Looking at Strategies in the Rear View Mirror

(commentary)

I had an argument with a couple of managers I knew at Nikon back in the 2004-2005 time frame. I had become privy to a strategy that Nikon was pursuing and it was one that I thought would turn out to be problematic.

Hind sight is always far easier than looking forward. I don’t claim to be perfect at looking forward, though I would comfortably stand my track record in looking forward in tech against that of most folks. This article is mostly about hind sight looking back at two conflicting views of the future. 

The trigger for this discussion is the announcement of Capture NX-D. I clearly see the new program as a step backward, yet it is still executing a strategy that I think has now clearly proven to be not so great. 

What strategy is that, you ask? It dates quite a ways back within Nikon, I think, perhaps even back to the original DSLR thrust. But it first reared its visible head in September 2004 with the announcement of the D2x. For those of you who don’t remember the controversy about that camera, let me remind you: White Balance “encryption.” In early 2006 we then got Capture NX. In 2007 we got EXPEED and Picture Controls. 

These things are not unrelated. What Nikon tried to pull off is a locked “Nikon look” to the images from their cameras, a look that would be impossible for others to exactly match and which would be obtainable from only a Nikon DSLR or a Nikon for-sale raw image converter. 

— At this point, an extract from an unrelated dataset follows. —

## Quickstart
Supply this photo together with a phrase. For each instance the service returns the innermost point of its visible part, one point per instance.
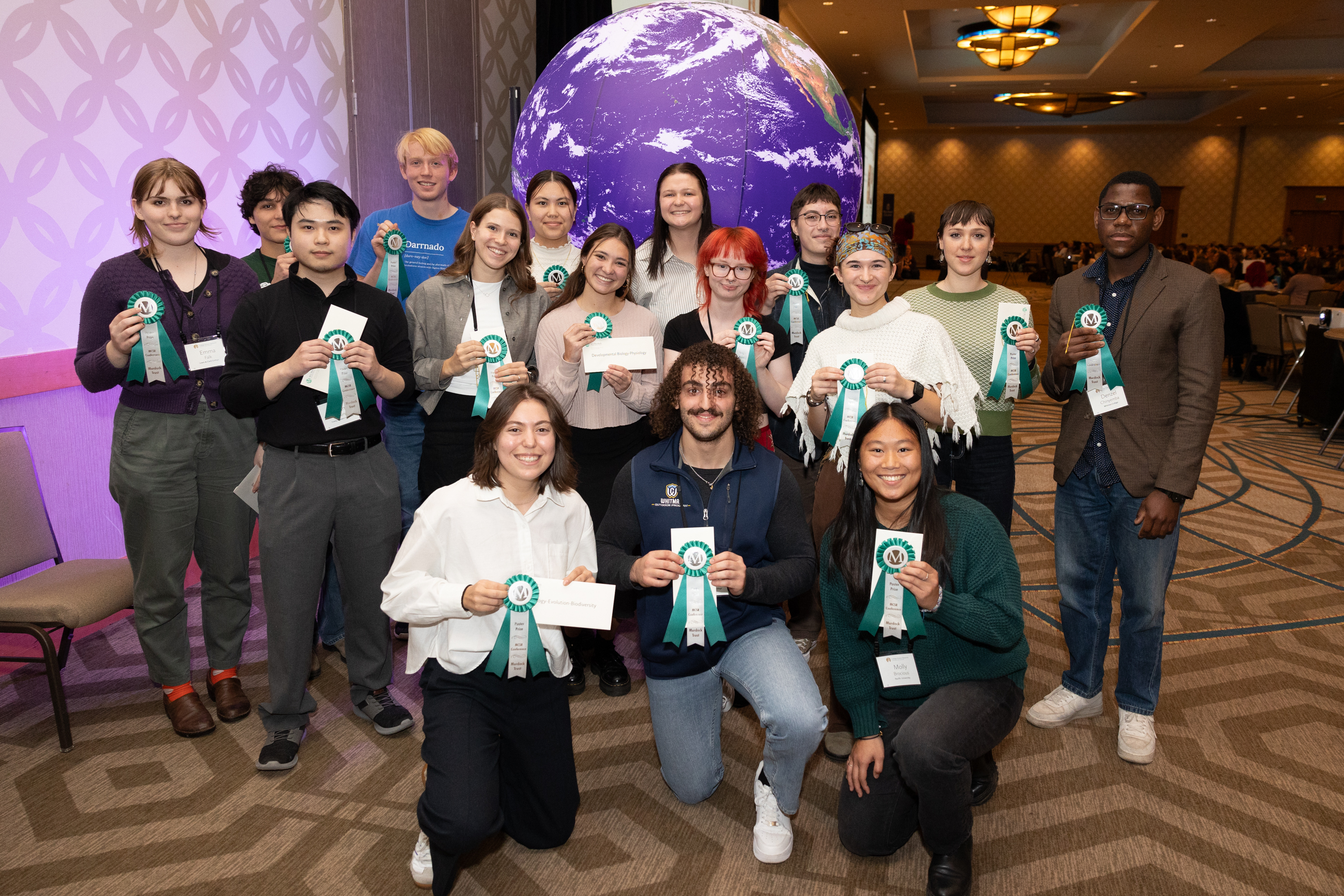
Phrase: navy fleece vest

In the sense that Nikon DSLRs produce JPEGs that can’t be easily duplicated in other ways, Nikon succeeded. To date, Adobe still can’t really reproduce Nikon’s JPEG looks, and companies like DxO took a completely different approach, more akin to trying to profile against physical knowns (red should be red). 

I had two complaints about this strategy when I learned of it. First, was what Nikon was doing in terms of color and contrast and tonality really what the user wanted? And second, wouldn’t post processing software from companies with better software and imaging teams eventually render the point moot by finding “better” choices? 

The common thing you’ll see on the Internet these days about out of camera (OOC) JPEGs is that people gush about Fujifilm and Olympus OOC JPEGs. Both have a lot of extra contrast to them, extra saturation, and in Fujifilm’s case a double Hue shift. Nikon picked a more neutral approach, even for their Standard Picture Control (they also have a Neutral Picture Control which is very neutral). Fujifilm, in particular, has a lot of research to draw on in terms of how people respond to images, so you’d guess that they’d have excellent OOC results. So, with these companies “back in the game” my first complaint about the strategy is essentially true: Nikon’s choices aren’t necessarily what the user wanted most. It’s rare to see someone comment on how good Nikon OOC results are compared to a competitor, for instance. Just to be clear, I still prefer the Nikon OOC JPEG results if I’m going to do any post processing, as they contain far less baked-in changes that I’d be fighting. But that’s not my point. It doesn’t matter what I like, it’s what the majority of the market prefers that matters, and I don’t think Nikon nailed that. 

If you’re not a Nikon DSLR old-timer, you probably don’t remember that Nikon originally had a Photoshop Plug-in that did NEF conversion. It wasn’t as elaborate as ACR is these days, but it performed basically the same function. Plus it had Nikon’s baked-in OOC styles. Capture’s appearance also meant that the free Photoshop Plug-in had to disappear, as otherwise you could get most of the cow’s milk for free. (Aside: I love putting idioms like that into my writing every now and then, because it drives the Japanese translators batty; yes, I’m a sadist at times ;~). 

Anyhow, you probably see where I’m going with this: Nikon executed a strategy whereby they could not only lock in the “Nikon look” in the camera but get people to pay for it in a post processing converter. Note that we never got a true Picture Control editor, one that would allow us to create our own new base PCs. Instead, we only have the looks (Standard, Neutral, Portrait, Landscape, Vivid, Monochrome) that Nikon wanted us to have, with some minor tweaking to each.

So what does Capture NX-D say about this strategy? If, as it appears, NX-D is free and will remain free, then the strategy probably failed. Yet we’re still limited to just the Nikon looks that were set in stone sometime in 2006. In other words, both Nikon and its user base gets to suffer some from the fallout of the strategy. Moreover, it appears that Nikon is licensing code from the Silkypix folk in this release, so that has to cost them something additional, too. 

The correct strategy all along was: (1) make sure every software provider and company supporting digital imaging could get the best possible results out of Nikon data; (2) if you want to create for-sale software make sure it continues to fit into the best existing workflow, not change the workflow; (3) find a way to let customers and potential customers dictate look to Nikon, not Nikon dictate look to customers; and (4) build an imaging system that is user configurable and doesn’t require engineers in Tokyo to implement even modest changes (e.g. the D2XMODE Picture Controls). 

Obviously, sometime this summer I’ll need to completely redo my Introduction to Nikon Software book. Given what’s just happened, that book will likely be titled Introduction to Software for Nikon DSLRs, which is a subtle but meaningful change.